2. Set a Regular Wake-up Time
Very soon, your child will be going to school. Therefore, setting a regular wake-up time now will help both of you develop the proper morning habits to avoid adjustment difficulties later on. As an adult, you will be tempted to let her sleep in on the weekends because that is what you want to do yourself. However, this has the potential to backfire.
3. Establish a Bedtime Routine
A 2007 study asserts that routines and rituals aid in the development of academic skills, social skills, and vocabulary enrichment. Reading a book or singing a song gives your child something to look forward to at bedtime. A routine is also an excellent opportunity for you to bond with the little one.
4. Turn Off the Screens
As mentioned earlier, electronic devices suppress the sleep hormone melatonin. Ideally, you should keep your child away from the TV, tablet, or phone two hours before bedtime.
5. Reduce Stress and Activity
Avoid too much activity and don’t let your toddler get too excited before bed. A warm bath will calm her down and reduce the stress hormone cortisol in her system. Afterwards, a lullaby or a sleepy-time story will help you send her off to dreamland.
6. Create the Proper Sleep Environment
Set the stage and reduce distractions. Prepare a comfortable toddler bed with a cozy blanket.
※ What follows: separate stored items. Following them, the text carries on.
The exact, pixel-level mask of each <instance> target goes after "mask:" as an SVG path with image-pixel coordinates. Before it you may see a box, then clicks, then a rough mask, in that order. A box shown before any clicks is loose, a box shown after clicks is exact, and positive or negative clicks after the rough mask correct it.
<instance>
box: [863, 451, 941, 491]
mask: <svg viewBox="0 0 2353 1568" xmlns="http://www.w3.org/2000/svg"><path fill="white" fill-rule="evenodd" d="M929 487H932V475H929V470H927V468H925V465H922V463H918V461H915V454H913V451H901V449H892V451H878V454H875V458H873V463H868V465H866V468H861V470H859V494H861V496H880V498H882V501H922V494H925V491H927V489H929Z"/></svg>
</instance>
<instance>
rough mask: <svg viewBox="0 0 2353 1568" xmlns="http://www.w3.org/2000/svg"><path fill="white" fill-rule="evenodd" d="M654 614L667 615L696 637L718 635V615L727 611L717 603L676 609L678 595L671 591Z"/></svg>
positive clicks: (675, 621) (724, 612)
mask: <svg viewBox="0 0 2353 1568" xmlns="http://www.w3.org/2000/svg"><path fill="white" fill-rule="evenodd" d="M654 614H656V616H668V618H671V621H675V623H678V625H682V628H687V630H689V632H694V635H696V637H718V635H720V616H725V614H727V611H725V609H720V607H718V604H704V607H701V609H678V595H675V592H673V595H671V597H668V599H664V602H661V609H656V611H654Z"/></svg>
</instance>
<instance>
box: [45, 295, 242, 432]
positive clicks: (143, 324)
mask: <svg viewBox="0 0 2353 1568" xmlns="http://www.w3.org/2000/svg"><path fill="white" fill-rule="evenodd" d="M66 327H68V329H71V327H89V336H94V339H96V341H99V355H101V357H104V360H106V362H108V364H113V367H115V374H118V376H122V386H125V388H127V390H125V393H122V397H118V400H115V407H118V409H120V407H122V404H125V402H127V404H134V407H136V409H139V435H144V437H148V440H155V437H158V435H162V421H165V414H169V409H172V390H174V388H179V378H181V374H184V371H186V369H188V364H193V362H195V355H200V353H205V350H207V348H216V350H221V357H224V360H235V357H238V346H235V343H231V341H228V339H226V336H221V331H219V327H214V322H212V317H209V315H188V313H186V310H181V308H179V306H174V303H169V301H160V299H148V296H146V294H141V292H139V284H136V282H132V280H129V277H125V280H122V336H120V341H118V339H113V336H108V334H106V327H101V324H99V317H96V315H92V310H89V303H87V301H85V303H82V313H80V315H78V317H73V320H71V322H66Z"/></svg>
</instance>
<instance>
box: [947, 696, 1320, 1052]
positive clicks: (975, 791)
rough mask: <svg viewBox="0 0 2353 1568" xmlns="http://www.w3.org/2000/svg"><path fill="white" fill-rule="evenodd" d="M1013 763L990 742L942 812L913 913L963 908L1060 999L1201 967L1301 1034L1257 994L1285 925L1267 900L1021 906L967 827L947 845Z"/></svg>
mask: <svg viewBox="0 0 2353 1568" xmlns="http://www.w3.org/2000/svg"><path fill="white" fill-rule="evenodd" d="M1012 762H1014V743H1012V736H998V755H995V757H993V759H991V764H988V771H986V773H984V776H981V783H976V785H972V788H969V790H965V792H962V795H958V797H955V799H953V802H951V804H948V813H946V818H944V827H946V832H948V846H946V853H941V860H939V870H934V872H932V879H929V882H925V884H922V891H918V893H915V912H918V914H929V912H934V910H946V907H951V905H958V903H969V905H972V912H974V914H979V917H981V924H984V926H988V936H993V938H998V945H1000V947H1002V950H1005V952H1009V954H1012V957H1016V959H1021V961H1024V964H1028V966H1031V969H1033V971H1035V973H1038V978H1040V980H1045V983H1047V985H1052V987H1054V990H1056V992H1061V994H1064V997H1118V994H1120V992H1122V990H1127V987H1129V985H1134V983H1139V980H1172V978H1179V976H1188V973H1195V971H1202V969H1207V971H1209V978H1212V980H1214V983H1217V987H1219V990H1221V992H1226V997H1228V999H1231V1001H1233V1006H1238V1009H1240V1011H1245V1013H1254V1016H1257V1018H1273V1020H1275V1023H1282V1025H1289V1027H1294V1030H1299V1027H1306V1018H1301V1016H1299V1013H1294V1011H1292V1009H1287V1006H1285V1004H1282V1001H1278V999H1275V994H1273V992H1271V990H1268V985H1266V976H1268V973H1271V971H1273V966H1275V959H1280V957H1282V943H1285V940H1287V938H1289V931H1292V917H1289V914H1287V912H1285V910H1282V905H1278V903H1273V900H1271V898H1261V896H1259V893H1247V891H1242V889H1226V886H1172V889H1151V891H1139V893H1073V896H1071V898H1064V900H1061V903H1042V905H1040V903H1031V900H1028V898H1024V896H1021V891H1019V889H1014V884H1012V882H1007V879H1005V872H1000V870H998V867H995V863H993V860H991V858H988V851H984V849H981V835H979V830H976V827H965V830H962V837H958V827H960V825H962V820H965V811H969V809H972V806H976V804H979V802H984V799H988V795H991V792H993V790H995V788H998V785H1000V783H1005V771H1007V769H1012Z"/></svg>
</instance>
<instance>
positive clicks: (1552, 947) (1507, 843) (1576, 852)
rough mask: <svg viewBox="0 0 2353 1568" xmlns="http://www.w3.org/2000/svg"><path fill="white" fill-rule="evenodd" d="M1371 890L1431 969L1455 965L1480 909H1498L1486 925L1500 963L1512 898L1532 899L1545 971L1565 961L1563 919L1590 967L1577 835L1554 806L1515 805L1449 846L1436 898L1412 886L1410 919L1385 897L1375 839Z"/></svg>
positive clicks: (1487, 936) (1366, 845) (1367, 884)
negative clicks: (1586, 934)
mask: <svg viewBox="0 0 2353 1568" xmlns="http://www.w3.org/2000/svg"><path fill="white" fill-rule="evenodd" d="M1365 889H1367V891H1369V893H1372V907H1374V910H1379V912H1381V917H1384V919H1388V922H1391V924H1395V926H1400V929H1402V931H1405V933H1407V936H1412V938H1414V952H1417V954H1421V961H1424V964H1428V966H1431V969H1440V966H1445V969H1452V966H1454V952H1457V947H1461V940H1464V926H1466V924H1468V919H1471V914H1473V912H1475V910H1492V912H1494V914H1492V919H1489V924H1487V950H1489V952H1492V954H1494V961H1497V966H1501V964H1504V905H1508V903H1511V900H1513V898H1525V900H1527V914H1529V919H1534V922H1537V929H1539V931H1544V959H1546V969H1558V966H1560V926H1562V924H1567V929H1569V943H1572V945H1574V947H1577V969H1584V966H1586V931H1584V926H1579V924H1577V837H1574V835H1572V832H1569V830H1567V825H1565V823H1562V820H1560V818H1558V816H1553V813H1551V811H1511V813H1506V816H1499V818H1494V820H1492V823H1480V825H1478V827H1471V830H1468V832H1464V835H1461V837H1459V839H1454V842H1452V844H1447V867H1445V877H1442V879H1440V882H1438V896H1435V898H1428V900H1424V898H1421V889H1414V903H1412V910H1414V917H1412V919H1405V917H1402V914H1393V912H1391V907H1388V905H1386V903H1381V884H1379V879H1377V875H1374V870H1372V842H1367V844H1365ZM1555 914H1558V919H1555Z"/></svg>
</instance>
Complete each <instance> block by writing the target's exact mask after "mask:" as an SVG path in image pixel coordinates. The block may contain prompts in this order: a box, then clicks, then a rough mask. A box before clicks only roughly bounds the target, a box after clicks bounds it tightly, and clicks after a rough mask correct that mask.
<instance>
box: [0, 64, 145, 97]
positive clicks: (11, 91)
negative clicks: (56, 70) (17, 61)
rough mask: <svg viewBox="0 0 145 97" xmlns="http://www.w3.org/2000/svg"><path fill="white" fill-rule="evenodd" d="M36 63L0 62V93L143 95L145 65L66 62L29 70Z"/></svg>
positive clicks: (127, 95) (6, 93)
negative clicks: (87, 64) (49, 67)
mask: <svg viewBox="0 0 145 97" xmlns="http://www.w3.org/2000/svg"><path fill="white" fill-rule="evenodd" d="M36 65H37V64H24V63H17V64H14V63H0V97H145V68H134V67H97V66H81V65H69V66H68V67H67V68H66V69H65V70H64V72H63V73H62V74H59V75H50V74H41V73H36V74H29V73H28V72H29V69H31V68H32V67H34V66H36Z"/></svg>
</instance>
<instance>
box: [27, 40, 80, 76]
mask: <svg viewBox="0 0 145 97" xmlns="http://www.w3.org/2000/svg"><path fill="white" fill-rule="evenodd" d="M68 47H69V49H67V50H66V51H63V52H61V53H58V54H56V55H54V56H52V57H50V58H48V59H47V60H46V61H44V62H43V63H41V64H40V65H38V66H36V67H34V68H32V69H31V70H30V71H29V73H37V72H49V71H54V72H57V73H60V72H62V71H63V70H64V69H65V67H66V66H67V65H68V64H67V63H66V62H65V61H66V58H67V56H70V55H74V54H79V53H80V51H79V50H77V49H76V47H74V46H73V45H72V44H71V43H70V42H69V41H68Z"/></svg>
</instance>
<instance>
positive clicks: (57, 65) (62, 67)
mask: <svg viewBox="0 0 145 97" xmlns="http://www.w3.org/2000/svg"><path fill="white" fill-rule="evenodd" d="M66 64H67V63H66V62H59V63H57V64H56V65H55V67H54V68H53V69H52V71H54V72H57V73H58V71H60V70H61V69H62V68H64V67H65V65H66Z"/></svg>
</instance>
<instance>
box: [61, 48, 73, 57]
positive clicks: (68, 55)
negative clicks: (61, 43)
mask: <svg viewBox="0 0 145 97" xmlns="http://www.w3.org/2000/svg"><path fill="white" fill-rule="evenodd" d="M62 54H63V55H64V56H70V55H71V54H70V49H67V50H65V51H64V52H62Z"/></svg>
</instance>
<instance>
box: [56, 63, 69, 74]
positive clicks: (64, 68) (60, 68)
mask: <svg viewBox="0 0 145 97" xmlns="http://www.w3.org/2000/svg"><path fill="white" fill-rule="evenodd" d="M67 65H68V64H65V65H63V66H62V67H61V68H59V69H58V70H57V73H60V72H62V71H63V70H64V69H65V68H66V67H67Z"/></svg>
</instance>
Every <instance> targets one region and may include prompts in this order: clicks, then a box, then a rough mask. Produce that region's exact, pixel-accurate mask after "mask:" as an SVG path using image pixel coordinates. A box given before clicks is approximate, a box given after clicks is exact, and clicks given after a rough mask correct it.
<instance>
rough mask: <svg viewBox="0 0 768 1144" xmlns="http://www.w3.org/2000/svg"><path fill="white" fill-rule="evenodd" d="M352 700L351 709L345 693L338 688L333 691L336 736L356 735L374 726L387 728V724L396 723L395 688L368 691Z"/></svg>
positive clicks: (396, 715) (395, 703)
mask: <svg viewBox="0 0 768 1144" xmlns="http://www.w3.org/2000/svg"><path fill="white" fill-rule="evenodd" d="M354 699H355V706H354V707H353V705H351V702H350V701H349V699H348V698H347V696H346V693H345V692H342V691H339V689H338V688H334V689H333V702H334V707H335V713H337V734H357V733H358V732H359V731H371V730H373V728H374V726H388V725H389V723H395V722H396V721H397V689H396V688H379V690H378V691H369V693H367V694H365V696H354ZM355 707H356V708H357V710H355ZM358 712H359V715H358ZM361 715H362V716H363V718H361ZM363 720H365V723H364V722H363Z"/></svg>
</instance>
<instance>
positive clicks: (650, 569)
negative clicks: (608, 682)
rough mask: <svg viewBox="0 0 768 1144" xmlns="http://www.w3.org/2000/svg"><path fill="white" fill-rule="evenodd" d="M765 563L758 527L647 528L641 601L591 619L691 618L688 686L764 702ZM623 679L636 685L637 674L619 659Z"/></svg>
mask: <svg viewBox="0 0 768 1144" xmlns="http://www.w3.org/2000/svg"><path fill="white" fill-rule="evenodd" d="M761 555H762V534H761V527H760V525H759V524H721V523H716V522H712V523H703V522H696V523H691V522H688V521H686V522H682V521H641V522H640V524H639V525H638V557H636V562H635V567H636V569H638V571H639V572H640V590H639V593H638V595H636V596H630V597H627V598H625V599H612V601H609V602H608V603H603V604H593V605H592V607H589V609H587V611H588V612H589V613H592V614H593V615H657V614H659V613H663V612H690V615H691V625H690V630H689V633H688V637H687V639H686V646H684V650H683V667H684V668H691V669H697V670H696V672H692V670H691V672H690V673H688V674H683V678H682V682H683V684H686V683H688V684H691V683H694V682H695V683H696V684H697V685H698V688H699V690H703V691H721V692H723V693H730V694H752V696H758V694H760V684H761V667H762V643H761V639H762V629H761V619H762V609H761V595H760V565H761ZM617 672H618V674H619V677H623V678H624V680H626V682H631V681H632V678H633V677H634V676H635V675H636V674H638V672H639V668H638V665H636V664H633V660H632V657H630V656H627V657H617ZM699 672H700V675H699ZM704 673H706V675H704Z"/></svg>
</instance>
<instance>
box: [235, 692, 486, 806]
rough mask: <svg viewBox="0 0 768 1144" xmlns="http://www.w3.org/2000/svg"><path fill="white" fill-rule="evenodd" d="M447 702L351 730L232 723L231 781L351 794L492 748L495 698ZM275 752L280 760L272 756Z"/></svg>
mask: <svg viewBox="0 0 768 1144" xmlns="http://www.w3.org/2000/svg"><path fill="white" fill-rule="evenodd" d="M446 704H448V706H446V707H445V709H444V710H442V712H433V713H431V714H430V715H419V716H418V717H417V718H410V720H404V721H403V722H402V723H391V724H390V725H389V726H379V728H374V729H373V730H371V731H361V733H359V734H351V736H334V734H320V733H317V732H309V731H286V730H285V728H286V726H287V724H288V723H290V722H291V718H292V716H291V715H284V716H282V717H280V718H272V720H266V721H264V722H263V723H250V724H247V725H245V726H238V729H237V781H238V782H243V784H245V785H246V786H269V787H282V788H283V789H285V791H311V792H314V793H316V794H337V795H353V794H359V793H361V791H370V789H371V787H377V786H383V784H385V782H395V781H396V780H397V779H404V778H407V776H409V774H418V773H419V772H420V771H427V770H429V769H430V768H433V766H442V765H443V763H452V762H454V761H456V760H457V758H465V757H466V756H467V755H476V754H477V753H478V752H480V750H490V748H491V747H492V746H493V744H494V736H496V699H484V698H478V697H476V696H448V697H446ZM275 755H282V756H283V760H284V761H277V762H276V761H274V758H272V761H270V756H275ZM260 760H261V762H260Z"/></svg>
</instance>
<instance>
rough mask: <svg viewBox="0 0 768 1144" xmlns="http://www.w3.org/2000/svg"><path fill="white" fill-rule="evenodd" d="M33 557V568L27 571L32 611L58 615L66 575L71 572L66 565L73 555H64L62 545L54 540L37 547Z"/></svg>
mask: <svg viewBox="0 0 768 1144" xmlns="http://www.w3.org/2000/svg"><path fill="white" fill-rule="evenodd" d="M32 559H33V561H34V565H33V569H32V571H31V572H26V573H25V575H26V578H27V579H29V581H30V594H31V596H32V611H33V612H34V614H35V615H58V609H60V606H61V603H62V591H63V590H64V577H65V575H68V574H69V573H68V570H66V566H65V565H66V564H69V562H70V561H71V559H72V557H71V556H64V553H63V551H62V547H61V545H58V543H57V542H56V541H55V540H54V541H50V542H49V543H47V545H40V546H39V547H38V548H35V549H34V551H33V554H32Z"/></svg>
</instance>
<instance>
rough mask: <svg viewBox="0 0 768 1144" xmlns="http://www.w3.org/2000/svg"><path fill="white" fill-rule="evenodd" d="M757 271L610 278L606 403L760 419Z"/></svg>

If your child is bothered by the darkness, using a night light is fine. Just make sure that her room is still dark enough so that her circadian rhythm is not disrupted.
7. Keep the Temperature Cool
The ideal sleeping temperature for babies and toddlers is between 65 and 70 degrees Fahrenheit (18 to 21 degrees Celsius). To prevent overheating, use breathable fabrics for your child’s sleepwear and beddings. You can check if she is too hot by touching the back of her neck or stomach while she sleeps. If her skin is hot or sweaty, you should remove a layer of clothing rather than raising the thermostat.
8. Watch Out for Sleep Disorders
If you have exhausted all the possible remedies, but your child still has trouble sleeping, has persistent nightmares, or snores, it is time to take her to a pediatrician or sleep consultant. A disorder like obstructive sleep apnea could be the problem. When left untreated, it could lead to more serious health consequences.
9. Be Consistent and Don’t Give Up
Bedtime can be a real test of your patience and endurance. The best thing you can do is ignore your toddler’s complaints and protests. Do not allow yourself to be drawn into a full-blown argument or anything that resembles a hostage negotiation. Resist the temptation to punish her; rewards are more effective and gratifying for you both. Just stick to your guns and you will see major improvements soon.
You Can Win the Bedtime Battle
Getting a toddler to go to bed is a common problem that many parents face. Some children will try delaying tactics, while others will fight you outright. Getting them to stay in bed throughout the night can also be difficult. Fortunately, there are some measures you can take, such as creating a calming bedtime routine and a sleep-inducing environment. Just remember that sleep is crucial for your child’s physical and mental development. All your efforts and patience will pay off in the end.